A jury can’t deliberate impartially and independently if its deliberations are going to be overseen by the presiding judge or any other government representative. Such government oversight smacks of Bushel. Yet that’s what the Supreme Court has decided must be in certain cases.
The Supreme Court on Monday ruled courts must review typically secret jury deliberations when a juror relies on racial or ethnic stereotypes to convict a defendant.
The 5-3 opinion by Justice Anthony Kennedy found the Constitution’s call for a colorblind justice system outweighed traditional interests in promoting robust jury deliberations and protecting verdicts from challenge.
In an all too typical case of lawmaking from the Bench, Kennedy wrote
A constitutional rule that racial bias in the justice system must be addressed—including, in some instances, after the verdict has been entered—is necessary to prevent a systemic loss of confidence in jury verdicts….
And so, with his opinion, Kennedy usurped the authority of We the People and legislated on his own (lack of) authority.

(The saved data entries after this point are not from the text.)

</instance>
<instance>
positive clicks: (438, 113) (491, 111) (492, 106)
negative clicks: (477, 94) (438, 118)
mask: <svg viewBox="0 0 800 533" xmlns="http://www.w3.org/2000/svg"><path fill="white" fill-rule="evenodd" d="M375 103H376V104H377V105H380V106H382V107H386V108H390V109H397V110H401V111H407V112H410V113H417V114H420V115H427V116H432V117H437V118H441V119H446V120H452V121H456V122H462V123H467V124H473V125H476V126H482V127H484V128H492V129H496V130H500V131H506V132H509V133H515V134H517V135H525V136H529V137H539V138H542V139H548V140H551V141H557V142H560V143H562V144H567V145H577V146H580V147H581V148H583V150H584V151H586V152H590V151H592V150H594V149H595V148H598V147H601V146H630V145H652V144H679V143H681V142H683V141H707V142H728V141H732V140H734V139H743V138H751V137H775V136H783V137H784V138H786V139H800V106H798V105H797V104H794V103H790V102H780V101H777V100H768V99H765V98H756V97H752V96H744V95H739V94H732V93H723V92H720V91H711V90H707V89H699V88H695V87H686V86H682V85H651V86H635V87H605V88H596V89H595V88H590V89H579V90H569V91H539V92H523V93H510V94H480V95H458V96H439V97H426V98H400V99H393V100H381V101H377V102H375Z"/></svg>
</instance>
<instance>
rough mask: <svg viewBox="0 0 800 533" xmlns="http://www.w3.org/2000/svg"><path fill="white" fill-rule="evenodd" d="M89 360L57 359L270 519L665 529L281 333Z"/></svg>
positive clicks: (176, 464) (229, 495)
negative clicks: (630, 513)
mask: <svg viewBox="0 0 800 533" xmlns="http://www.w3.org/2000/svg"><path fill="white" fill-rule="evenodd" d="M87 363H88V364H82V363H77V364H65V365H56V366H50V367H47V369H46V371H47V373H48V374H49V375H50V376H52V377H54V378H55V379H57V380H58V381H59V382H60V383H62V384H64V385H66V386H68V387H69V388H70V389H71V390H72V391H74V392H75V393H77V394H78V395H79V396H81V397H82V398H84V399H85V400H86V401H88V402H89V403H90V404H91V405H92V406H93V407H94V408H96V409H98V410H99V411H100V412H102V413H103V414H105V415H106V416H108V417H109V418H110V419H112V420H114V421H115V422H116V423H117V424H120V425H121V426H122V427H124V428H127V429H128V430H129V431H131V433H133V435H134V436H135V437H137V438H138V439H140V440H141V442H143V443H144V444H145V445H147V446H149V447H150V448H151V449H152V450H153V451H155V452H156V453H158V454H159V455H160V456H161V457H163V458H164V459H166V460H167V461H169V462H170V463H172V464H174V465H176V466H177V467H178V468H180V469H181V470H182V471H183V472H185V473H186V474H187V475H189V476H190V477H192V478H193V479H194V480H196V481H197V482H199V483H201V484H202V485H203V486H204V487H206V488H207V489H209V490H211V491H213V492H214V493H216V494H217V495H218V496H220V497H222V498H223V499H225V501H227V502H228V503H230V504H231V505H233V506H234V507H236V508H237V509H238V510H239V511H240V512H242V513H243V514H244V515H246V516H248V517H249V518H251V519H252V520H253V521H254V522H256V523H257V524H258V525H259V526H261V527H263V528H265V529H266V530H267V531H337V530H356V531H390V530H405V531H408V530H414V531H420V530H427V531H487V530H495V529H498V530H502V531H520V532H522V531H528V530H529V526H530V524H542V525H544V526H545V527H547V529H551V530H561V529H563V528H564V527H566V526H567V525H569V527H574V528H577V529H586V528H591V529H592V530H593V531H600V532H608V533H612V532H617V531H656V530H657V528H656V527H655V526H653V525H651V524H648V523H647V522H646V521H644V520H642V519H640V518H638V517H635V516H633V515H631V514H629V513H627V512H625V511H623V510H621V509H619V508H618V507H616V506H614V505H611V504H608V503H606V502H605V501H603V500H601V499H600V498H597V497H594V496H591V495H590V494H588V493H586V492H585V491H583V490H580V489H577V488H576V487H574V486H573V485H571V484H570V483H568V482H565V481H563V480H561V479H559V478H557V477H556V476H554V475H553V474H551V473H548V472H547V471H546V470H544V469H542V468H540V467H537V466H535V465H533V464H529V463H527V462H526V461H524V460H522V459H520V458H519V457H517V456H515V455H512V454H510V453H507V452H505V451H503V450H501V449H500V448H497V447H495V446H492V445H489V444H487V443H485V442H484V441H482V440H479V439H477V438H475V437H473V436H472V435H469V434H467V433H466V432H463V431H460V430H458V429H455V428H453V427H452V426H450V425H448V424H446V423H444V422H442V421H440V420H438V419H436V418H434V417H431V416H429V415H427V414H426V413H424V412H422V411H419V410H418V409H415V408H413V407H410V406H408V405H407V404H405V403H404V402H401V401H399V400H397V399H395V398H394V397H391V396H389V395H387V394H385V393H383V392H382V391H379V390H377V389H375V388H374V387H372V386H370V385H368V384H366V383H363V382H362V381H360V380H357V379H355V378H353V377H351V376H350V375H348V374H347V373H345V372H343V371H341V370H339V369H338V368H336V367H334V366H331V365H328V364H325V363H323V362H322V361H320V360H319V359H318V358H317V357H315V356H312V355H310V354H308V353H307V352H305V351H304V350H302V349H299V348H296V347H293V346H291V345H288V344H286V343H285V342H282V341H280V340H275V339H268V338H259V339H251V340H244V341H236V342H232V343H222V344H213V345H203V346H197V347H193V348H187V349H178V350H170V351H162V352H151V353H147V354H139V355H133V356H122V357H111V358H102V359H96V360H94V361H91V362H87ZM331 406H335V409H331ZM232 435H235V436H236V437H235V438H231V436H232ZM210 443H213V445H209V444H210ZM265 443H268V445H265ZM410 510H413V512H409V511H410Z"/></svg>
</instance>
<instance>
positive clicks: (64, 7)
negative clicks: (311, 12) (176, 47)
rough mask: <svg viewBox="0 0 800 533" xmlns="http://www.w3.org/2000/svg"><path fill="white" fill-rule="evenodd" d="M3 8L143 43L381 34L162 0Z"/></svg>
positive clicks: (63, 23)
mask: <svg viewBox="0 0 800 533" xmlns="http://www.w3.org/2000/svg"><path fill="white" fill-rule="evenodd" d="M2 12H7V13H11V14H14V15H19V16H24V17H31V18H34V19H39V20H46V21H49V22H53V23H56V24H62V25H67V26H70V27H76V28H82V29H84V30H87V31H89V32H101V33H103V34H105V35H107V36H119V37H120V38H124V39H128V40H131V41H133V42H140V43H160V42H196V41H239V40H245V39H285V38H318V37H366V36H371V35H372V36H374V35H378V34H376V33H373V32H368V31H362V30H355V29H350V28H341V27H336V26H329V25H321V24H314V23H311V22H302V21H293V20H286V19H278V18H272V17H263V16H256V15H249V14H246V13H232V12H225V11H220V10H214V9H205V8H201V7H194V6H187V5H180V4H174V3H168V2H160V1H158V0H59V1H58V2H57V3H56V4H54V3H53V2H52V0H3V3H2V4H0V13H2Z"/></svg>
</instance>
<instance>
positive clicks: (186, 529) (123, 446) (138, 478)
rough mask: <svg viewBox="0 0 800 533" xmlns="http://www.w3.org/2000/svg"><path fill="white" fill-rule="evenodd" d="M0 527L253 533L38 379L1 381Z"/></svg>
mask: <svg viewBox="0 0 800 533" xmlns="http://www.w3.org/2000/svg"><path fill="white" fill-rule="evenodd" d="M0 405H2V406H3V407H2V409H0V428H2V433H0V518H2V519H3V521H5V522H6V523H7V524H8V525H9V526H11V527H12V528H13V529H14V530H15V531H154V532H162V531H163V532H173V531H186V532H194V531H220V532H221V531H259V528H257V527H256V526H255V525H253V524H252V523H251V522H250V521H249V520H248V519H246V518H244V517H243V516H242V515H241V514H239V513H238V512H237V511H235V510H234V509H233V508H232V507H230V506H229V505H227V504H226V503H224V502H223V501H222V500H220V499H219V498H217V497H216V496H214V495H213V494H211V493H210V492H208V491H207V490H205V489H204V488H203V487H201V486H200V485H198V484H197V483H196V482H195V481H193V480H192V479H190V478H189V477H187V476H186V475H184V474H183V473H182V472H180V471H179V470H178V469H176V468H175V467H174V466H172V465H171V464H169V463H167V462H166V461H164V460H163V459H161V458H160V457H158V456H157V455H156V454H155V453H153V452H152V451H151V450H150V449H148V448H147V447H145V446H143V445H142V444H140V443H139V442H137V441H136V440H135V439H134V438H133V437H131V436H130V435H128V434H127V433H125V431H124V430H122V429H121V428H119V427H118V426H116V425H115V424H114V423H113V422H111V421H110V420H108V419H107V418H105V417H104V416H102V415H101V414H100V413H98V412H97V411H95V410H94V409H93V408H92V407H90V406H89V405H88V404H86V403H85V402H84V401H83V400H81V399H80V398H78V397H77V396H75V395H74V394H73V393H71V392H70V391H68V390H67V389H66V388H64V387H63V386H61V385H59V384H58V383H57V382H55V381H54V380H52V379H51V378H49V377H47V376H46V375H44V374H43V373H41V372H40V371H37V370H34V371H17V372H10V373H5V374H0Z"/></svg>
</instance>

It may be that such a statute, even an Amendment to our Constitution, is necessary, but that’s a political decision, and so it’s exclusively for us to decide, not a lone judge (or five lone judges in the present case).
Note that Kennedy’s “constitutional rule” is not, in itself, a direct attempt to amend our Constitution or otherwise to legislate. It is, instead, a backdoor attempt, by creating a judicial rule that directs how the Constitution or a State’s law must be applied from outside of the plain text of the thing.
Aside from that, in order to legitimize (arguendo) such a penetration of the secrecy of jury deliberations, the existence of racial bias must first be shown. Yet how that bias can be shown without penetration the cloak of secrecy has been elided by the five justices. Kennedy centered his new rule on a juror in the present case voluntarily speaking up, but this is a thin reed, indeed. Not all jurors will come forward, and of those that do, not all can be believed. Especially with the former situation extant, under Kennedy’s rule there no longer can be equal protection under law—only “protection” when it suits a juror, and hopefully a juror with no axe to grind.
No, the answer is a proactive one, and it’s one that already exists: pre-trial juror selection. A suitably qualified lawyer—and so are they all, all qualified lawyers—can tease out bias in a juror while the juror still is only prospective, and exclude him.